Thomas Kay Woolen Mill – Carding, Spinning, Dressing, Weaving

2019.03.19

After all the scouring, picking, and drying, the wool entered the main Mill Building.  Today the museum is on the first two floors, but of course originally all four were used.  The stone and concrete walls on the lowest level are 24 inches thick, then 16 inches of brick above.  An elevator (water-powered, natch) served all four floors.

Carding

In the Carding Machines, the wool passed repeatedly through rollers with fine metal fingers and from one machine to the next, separating and straightening the fibers and then twisting them back together into long loose ropes called roving.

Spinning

Spools of roving were mounted to the Spinning Mule and hand-spliced to bobbins on the moving bobbin carriage, which drew out and twisted the roving, then wound the yarn onto the bobbins.  This machine could handle over 300 spindles at a time.

Dressing

If the yarn was not already dyed (in-the-wool), then that usually happened after spinning, before moving on to dressing.  The yarns which would become the lengthwise or warp threads were transferred from the bobbins to large spools in the Spooler.  The spools were set on the Warp Creel and then the threads passed through the Dresser, where they were carefully aligned and then wound on the Reel.
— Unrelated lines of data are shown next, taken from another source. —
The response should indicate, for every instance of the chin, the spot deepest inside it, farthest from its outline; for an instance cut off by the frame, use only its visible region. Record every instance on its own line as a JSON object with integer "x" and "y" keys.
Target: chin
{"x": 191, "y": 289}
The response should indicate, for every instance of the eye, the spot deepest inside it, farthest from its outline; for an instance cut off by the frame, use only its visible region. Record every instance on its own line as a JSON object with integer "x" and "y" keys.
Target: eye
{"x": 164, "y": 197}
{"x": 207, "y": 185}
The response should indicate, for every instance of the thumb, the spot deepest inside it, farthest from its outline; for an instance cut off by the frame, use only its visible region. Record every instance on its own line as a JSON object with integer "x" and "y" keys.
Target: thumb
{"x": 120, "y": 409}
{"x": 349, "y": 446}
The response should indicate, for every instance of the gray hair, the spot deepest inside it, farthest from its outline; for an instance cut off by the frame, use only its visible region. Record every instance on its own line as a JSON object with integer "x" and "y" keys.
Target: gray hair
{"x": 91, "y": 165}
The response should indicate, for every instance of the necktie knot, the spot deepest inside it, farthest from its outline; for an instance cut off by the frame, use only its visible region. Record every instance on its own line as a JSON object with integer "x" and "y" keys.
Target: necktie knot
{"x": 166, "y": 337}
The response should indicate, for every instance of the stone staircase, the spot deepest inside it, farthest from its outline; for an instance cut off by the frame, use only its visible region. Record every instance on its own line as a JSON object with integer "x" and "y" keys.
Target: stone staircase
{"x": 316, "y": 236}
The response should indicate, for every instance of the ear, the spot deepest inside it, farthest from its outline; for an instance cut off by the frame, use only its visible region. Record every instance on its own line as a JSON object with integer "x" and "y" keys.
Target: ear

Then they were rewound on the Warp Beam (another large spool).  Next came the tedious process where individual yarns were threaded by hand through the eyes of the Heddles in the Warp Harnesses to carefully match the designed weave pattern, and then through the Reed, a comb-like frame of metal wires (originally reeds or canes) which kept the threads separated in a one-to-one match with the Heddles.

Weaving

The Warp Beam, Warp Harnesses, and Reed were then placed in the Loom.  After that and filling the bobbins for the weft threads, it was mostly letting the Loom machine clatter away… until a thread broke.  The Shuttle carried the weft thread back and forth just in front of the Reed as the Warp Harnesses moved up and down in alternate sequence so the weft thread would be woven over and under the warp threads.